名前的に『青葉亭』が良いんじゃないかな? と何も知らないけど思っていた。イメージで、安らげそうだからさ。
「アレク、あれが『青葉亭』だ」
ジャスに言われて看板を見た。大きな葉っぱだ。
そう言えば『海亀亭』も海亀を飾っていたなと、懐かしく思い出す。
「なぁ、もしかして『金熊亭』の看板は……」
ジャスがガハハと笑う。それは、嫌かもしれないな。
「金熊はダンジョンの深い場所で、たまに遭遇するんだが、毛皮が高価買取りされるからお得な魔物なんだ。だから、縁起が良いのさ」
ふうん、でも『青葉亭』は外観も綺麗だし、冒険者ギルドに近い。ここに泊まれたら良いな。
私の考えと同じ意見の冒険者が多いみたいだ。
「満室なんです」とお断りされちゃった。
「まぁ、仕方ないな。ここは満室が多いのさ」
『金熊亭』は、ギルドから離れるけど、ジャスに言わせると良い場所にあるそうだ。嫌な予感的中! 賑やかな場所なのは良いが、少し向こうには花街があるみたいだ。
『金熊亭』、やはりゴールデンベアが看板になっている。『ガォォォ』と叫んでいるゴールデンベアかぁ。
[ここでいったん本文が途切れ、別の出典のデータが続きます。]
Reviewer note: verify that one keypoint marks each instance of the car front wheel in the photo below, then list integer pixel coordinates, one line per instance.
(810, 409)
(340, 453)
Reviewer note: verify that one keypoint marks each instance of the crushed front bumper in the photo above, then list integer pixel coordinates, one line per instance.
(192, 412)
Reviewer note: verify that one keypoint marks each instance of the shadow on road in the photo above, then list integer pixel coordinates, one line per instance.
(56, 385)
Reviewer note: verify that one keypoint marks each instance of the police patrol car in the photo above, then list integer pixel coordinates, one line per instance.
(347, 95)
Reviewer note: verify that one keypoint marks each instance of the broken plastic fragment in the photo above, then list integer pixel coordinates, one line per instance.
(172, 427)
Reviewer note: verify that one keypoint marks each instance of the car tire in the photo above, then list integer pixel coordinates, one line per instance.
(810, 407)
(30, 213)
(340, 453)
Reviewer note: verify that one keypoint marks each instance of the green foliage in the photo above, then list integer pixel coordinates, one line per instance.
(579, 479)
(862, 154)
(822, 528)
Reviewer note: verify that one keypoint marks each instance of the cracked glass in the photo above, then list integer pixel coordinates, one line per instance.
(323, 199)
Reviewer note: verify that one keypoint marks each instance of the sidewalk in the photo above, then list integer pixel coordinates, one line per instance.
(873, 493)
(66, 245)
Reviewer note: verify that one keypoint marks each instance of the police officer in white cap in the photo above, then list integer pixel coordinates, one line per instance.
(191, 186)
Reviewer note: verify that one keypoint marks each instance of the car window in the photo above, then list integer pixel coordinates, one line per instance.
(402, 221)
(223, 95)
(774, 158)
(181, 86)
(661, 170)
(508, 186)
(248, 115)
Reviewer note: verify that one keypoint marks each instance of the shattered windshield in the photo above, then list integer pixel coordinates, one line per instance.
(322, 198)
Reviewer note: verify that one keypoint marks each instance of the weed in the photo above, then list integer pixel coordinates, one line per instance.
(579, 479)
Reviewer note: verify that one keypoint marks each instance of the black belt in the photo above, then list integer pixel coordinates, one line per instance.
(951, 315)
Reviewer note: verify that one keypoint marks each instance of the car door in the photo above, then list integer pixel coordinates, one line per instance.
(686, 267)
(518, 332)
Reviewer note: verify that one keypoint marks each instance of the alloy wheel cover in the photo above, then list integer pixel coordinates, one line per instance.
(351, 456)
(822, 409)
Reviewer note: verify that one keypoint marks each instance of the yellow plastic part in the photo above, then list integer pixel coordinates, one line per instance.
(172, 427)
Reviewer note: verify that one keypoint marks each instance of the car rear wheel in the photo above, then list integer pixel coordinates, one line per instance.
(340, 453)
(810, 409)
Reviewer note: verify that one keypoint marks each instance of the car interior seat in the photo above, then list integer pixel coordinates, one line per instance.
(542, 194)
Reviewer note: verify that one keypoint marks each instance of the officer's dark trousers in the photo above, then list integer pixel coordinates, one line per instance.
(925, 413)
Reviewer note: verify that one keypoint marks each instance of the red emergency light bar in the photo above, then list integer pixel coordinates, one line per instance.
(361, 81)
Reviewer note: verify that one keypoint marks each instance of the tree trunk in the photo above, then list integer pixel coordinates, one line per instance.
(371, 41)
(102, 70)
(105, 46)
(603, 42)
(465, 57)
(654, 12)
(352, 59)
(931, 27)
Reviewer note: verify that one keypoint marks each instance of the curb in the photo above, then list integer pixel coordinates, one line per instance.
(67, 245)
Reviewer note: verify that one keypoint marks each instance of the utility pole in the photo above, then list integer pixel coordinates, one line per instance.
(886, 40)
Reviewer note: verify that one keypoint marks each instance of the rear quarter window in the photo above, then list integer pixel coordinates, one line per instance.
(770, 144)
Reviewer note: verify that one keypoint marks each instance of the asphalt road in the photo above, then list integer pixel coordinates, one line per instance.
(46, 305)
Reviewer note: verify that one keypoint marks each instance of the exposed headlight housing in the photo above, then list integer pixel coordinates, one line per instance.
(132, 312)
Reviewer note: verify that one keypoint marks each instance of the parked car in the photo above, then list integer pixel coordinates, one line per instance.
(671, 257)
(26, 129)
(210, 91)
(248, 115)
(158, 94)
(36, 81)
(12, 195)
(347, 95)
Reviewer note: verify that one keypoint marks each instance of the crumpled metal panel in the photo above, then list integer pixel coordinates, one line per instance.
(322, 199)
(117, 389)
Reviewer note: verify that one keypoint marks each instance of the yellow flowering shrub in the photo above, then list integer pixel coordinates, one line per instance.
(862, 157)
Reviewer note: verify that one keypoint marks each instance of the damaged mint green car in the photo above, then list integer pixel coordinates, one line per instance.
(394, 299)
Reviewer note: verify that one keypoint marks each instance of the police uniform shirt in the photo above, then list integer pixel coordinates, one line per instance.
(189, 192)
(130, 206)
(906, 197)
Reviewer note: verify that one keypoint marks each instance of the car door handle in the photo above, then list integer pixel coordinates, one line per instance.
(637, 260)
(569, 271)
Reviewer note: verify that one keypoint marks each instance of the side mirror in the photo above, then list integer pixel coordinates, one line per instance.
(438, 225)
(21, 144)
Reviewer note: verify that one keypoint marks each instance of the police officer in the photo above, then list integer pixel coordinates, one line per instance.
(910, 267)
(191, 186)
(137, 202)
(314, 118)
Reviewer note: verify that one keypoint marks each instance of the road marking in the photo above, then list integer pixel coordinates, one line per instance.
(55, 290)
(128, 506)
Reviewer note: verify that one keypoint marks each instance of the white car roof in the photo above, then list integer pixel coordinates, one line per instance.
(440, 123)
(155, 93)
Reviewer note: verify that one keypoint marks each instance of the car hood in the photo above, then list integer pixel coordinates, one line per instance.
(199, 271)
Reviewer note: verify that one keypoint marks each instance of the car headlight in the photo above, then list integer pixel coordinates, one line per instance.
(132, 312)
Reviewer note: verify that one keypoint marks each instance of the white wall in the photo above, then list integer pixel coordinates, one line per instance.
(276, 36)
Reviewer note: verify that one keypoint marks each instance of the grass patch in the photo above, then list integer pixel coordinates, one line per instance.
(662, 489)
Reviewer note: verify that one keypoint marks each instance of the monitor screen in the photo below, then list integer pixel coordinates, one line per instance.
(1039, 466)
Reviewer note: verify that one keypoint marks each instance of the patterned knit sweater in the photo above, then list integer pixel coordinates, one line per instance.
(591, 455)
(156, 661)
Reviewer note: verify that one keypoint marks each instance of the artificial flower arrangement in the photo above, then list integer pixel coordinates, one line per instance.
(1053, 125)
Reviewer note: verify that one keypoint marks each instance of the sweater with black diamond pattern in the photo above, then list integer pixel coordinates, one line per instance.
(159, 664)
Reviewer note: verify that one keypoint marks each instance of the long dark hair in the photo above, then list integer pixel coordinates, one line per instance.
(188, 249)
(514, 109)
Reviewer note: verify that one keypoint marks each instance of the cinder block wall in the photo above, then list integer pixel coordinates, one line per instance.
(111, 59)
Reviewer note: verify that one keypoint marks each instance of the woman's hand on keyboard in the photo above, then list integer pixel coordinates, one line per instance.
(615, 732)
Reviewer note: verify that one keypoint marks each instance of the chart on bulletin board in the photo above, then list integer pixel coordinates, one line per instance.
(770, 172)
ちょっと引いちゃう。
「なぁ、他にも部屋に風呂がある宿はないのか?」
「あるけど、高くなるぞ! それに、ここら辺は飲食街も近いから、長期滞在には便利なんだ」
「飲食街?」確かに賑やかな通りだけど、少し向こうの花街の方が目立っている。
宿を取る前から、ジャスの気持ちは花街へ飛んでいるんじゃない?
「風呂に入ったら、アレクも一緒に遊びに行かないか?」
最低! 口をききたくない気分。
「俺は、風呂に入ったら、ゆっくりと眠りたい」
キッパリと断らないと、ジャスに花街に連れて行かれそうだからね。
「まぁ、初めての護衛任務だったからなぁ」
それに、『金熊亭』の風呂付きの部屋が取れたので、ジャスは気もそぞろだ。
私も、サーシャの時以来のお風呂だ! お互いに、いそいそと部屋に向かう。
「あっ、アレク! 宿の女中にチップを渡して、お湯を運んでもらうんだぞ」
お風呂付きの部屋なので、お湯はこみこみの値段だけど、チップを渡すのがマナーみたいだ。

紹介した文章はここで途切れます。